Widely touted as the biggest change to the Google algorithm in years, the BERT update has been the subject of much media attention. But what is it and should content creators be worried about it?
What is the BERT update?
BERT stands for Bidirectional Encoder Representations from Transformers, of course. It’s a technique for NLP (Natural Language Processing) pre-training, developed by engineers at Google that’s now being harnessed to improve the quality and precision of our search engine returns.
Sadly, despite all the pictures of Bert and Ernie adorning the top of SEO articles - it has nothing to do with Sesame Street.
Why should we worry about BERT?
As Google themselves have stated that 1 in 10 searches in English in the US will be affected by the release of BERT ‘into the wild’, it’s unsurprising that brands, marketers and content creators are all concerned about its impact on ranking, traffic and their snippets.
In fact, on its release at the end of October several big media hitters (including the NYT) reported dips in their traffic, which were initially ascribed to BERT. These scare stories were later retracted, however, and the losses attributed to other elements of the mysterious algorithmic functioning of the search giant.
So, what does BERT really do?
Cracking the problem of the intentionality in search has been one of Google’s major preoccupations in recent years, intensified and assisted by the increase in voice search and the data gleaned from it. And this work has come to fruition with the advent of BERT.
According to Pandu Nayak, Google’s Vice President of Search, instead of simply looking at longer search queries on a word by word basis (presumably prioritising certain returns based on their placement in a sentence and other variables), BERT now allows Google to parse search phrases in a much more human way. Notably, this includes taking into account linguistic modifiers to drill down on intention.
“At Google’s core, Search is understanding the language we use. And by applying BERT models to both rankings and featured snippets in search, we’re able to understand and do a much better job helping everyone find useful information in their search results."
Pandu Nayak, Google’s Vice President of Search
Now, it might say quite a lot about the secretive, smoke and mirrors world of Google’s search function that I was under the impression they already did this kind of parsing. But apparently, not.
For the first time, it turns out, prepositions and other modifiers, will be factored into search analysis. And Google has supplied a few (already famous) examples of this in action.
BERT in action
Take the long search term
“2019 brazil traveler to USA need a visa’
Previously, they tell us, Google would have interpreted this as a request for information about US travel to Brazil. Now, however, taking into account the distinct use of the preposition in the search, Google now correctly infers that the searcher is looking for information about whether Brazilians traveling to the US will need a VISA.
Another example is the way Google will now parse:
"Can you get medicine for someone pharmacy"
The old algorithm would have just picked out “medicine” and “pharmacy” from the query and returned local results for nearby pharmacies. With BERT, the algorithm will now zero in the phrase on “for someone” and work out that you are looking for information about picking up a prescription for someone else.

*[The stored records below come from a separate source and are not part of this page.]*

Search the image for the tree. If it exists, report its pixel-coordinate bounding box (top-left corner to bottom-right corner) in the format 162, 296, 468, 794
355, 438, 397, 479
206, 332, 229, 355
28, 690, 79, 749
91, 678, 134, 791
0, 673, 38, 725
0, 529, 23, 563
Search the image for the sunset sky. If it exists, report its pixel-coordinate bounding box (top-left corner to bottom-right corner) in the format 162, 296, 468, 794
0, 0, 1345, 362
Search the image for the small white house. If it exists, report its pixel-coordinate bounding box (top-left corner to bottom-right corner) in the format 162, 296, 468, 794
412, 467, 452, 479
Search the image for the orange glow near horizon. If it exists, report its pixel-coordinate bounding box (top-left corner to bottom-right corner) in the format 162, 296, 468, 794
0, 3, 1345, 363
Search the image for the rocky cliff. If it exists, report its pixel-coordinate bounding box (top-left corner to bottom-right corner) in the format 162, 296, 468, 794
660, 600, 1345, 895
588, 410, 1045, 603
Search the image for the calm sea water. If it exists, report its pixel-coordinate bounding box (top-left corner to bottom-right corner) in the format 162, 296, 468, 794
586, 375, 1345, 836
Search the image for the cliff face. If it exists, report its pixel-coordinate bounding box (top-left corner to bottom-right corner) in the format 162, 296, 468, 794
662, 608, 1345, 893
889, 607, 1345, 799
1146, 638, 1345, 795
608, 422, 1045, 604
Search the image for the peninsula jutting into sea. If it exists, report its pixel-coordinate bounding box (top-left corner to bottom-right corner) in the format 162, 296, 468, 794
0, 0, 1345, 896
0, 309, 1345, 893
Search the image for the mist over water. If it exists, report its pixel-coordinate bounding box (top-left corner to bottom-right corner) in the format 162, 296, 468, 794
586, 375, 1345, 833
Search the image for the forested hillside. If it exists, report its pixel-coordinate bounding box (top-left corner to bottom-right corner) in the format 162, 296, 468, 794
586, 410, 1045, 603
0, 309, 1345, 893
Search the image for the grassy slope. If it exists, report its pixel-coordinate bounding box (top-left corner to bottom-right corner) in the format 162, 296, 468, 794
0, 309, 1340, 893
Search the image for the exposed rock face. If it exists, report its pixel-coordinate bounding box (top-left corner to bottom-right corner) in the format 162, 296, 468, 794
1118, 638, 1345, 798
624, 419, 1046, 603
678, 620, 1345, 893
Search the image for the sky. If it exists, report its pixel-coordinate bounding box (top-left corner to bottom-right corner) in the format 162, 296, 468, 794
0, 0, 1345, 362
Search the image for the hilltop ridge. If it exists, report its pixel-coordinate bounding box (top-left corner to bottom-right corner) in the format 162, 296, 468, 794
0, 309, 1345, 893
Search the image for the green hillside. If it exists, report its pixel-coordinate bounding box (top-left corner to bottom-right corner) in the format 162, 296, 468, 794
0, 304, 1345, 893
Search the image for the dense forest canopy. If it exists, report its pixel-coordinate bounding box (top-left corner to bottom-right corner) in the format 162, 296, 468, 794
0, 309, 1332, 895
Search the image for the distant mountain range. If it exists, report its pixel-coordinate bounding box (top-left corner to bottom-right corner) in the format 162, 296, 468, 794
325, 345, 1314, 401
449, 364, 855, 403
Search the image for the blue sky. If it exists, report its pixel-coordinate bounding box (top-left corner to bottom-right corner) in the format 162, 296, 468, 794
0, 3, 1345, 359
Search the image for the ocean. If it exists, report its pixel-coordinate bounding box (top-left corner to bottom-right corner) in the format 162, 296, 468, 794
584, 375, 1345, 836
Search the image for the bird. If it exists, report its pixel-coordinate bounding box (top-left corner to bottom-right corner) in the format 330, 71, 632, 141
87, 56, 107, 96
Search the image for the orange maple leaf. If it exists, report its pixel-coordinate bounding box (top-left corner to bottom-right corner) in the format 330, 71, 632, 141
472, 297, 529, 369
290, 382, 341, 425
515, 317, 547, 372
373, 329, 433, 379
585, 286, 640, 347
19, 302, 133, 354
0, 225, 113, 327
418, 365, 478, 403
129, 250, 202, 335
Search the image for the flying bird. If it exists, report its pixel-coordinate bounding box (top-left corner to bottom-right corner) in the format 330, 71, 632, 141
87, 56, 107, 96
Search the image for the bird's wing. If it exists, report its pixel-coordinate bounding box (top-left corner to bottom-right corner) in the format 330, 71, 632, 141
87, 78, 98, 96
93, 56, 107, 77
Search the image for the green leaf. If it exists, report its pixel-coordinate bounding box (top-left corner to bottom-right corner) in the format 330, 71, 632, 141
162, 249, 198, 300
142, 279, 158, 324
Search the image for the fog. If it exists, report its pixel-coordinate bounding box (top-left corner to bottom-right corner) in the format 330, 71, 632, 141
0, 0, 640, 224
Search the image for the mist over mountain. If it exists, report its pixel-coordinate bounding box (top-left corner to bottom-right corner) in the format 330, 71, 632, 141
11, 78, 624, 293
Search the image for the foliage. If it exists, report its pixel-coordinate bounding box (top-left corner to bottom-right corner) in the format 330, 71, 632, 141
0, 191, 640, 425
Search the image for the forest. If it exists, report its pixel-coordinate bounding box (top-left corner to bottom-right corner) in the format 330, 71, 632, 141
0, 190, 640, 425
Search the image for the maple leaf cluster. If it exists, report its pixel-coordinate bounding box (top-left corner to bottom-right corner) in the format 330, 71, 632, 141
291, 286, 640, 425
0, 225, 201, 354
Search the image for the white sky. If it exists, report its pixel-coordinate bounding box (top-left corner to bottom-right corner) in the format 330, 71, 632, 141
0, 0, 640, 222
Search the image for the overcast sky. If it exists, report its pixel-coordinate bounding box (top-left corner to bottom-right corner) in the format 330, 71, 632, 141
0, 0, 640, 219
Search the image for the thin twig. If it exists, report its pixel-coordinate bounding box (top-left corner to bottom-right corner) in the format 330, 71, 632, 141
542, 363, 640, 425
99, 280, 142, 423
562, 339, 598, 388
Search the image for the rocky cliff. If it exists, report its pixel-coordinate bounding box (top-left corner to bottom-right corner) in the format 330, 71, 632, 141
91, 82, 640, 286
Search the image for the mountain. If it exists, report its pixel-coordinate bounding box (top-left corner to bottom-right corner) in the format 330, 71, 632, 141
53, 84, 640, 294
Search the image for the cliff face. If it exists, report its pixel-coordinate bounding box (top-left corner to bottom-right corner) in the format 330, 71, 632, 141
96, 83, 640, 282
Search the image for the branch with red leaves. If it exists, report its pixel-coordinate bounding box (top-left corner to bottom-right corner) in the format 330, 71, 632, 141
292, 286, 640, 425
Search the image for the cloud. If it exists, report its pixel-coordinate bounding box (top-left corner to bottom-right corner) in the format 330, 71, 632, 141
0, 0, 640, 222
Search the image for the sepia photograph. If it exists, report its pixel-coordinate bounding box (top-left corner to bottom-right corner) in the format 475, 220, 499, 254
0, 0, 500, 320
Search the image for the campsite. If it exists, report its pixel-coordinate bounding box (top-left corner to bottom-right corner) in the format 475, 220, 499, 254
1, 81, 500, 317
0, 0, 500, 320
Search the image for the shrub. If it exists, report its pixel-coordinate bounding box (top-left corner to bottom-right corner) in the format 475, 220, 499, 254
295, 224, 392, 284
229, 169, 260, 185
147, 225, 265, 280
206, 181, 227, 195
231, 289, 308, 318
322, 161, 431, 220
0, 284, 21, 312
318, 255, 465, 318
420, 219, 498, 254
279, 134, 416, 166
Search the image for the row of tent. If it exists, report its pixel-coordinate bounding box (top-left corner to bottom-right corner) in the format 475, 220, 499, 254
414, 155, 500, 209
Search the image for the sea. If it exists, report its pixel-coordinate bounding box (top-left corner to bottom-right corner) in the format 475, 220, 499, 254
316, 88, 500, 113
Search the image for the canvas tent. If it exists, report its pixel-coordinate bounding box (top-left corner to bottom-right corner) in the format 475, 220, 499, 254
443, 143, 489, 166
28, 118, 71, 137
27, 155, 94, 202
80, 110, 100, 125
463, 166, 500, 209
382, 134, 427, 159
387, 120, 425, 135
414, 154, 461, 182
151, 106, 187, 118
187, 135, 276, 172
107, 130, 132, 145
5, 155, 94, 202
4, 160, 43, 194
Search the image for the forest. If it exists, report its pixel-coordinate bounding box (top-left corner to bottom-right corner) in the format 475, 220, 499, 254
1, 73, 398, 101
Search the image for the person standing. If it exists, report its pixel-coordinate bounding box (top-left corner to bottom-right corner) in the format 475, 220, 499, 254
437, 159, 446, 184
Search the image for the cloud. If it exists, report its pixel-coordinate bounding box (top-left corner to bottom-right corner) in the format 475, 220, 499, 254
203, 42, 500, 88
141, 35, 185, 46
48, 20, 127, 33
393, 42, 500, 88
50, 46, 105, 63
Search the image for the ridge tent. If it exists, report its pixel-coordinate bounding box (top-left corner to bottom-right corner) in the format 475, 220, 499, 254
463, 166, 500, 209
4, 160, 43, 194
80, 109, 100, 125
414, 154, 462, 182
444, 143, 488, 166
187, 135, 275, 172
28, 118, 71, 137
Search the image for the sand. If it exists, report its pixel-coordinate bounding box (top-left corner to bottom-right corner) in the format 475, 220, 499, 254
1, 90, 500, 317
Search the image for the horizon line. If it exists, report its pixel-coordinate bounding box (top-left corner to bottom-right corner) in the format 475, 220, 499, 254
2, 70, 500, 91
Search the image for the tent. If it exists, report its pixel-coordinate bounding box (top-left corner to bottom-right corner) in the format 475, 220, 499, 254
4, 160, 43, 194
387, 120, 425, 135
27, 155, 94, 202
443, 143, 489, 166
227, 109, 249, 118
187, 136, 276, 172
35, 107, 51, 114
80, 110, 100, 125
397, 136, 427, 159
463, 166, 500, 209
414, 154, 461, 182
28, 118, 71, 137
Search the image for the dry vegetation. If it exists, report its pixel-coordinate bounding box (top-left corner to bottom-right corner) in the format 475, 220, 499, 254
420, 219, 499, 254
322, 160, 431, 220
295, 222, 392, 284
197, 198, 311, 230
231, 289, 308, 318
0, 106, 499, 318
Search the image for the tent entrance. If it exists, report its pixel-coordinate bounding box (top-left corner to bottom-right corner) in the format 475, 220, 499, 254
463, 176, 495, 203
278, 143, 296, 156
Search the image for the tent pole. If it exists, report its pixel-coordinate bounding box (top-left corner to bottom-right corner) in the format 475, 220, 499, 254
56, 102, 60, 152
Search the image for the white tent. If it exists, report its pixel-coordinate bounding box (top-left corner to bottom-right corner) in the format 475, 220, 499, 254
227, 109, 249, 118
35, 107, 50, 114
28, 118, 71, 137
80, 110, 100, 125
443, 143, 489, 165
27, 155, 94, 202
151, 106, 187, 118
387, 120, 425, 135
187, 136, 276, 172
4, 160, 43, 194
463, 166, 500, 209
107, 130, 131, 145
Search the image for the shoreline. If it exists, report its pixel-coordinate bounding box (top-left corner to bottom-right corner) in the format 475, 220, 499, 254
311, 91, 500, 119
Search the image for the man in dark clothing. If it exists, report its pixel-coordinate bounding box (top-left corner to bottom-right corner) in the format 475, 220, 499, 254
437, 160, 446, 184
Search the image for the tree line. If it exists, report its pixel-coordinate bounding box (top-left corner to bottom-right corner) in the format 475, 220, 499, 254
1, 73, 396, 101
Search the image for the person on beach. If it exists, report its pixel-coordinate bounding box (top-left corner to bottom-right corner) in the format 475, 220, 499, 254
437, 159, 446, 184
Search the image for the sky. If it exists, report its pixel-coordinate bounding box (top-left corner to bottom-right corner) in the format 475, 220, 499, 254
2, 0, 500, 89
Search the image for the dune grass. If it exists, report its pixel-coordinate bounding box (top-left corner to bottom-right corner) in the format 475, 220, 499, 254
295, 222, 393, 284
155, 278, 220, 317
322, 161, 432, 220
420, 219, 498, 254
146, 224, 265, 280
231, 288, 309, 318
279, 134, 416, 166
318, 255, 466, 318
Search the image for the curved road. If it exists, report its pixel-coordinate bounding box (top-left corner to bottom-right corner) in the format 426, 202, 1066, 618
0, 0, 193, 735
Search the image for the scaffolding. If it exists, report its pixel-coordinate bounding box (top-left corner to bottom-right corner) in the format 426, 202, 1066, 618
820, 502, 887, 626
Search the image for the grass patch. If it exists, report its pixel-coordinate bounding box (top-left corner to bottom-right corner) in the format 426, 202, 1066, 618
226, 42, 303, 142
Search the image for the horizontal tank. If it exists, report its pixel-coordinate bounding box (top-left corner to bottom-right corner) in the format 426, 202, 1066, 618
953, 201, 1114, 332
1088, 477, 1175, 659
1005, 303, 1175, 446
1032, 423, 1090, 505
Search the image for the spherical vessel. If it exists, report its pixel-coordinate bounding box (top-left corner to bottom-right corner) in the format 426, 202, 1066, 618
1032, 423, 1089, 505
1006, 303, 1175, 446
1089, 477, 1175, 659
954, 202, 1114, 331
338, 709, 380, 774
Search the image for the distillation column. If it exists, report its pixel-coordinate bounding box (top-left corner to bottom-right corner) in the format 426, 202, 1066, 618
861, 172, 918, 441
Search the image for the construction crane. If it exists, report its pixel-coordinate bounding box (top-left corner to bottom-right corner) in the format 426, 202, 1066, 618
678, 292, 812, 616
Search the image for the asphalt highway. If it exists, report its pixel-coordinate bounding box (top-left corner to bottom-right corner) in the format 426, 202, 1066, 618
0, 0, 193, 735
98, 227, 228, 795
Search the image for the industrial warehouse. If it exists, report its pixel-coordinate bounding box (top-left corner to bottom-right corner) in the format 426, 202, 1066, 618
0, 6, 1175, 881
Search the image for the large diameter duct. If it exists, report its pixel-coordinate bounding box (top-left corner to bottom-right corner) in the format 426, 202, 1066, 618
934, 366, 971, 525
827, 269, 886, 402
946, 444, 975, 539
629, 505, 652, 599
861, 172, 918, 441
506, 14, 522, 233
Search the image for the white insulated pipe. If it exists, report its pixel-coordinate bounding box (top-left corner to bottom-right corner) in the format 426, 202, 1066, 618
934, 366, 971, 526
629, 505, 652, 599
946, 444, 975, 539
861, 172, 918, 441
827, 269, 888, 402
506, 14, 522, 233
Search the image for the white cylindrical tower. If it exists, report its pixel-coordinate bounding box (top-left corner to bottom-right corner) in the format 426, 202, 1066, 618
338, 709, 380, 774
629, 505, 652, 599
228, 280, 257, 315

What does BERT mean for your traffic?
Maybe not a huge amount. Apart from the fact it is, right now, only rolled out for English language searches conducted in the US - it will mainly impact on the accuracy and relevance of long tail search results.
But it does shows in clear and stark relief, the rapid direction of travel for Google search. It demonstrates they are expecting more and more search to be conducted in an increasingly conversational style (as voice becomes more central to our digital experience).
What does BERT tell us?
Above all, BERT reminds us of the scale of the company’s ambition. That it intends on making interacting with their search engine as much as possible like talking to a human being, delivering results that are able to pick up on subtle linguistic nuance and intentionality, whilst drawing inference from context in myriad ways.
So, the message is this, we can’t really optimise for BERT and nor should we want to. Instead, we should be reassured that Google in the future will be able to see great content for what it is. That there will be no need to artificially hack or ‘optimise’ content for ranking and snippets.
Which is great news for content writers. The more precisely we understand our ideal audience and their concerns, therefore, and the higher quality we make the content we intend for them, the more likely it is Google will direct them to us.
Absolutely nothing to do with Sesame Street, then?
OK, you pushed me. How about this?
Think about Bert and Ernie.
Ernie is the Everyman figure, always curious, always looking for information, continually searching (however aimlessly and obtusely) for the gratification of knowledge. Bert, on the other hand, is the pedant - always wanting to clarify, to refine the argument, to reach the right conclusion in the quickest possible way.
This latest Google update should satisfy him.
So, all that’s left is for us to worry about Ernie. Producing the content that can capture his wayward imagination, answering his questions in the most arresting and compelling way possible.
Perhaps Google is dealing with BERT, meaning we can concentrate more on Ernie.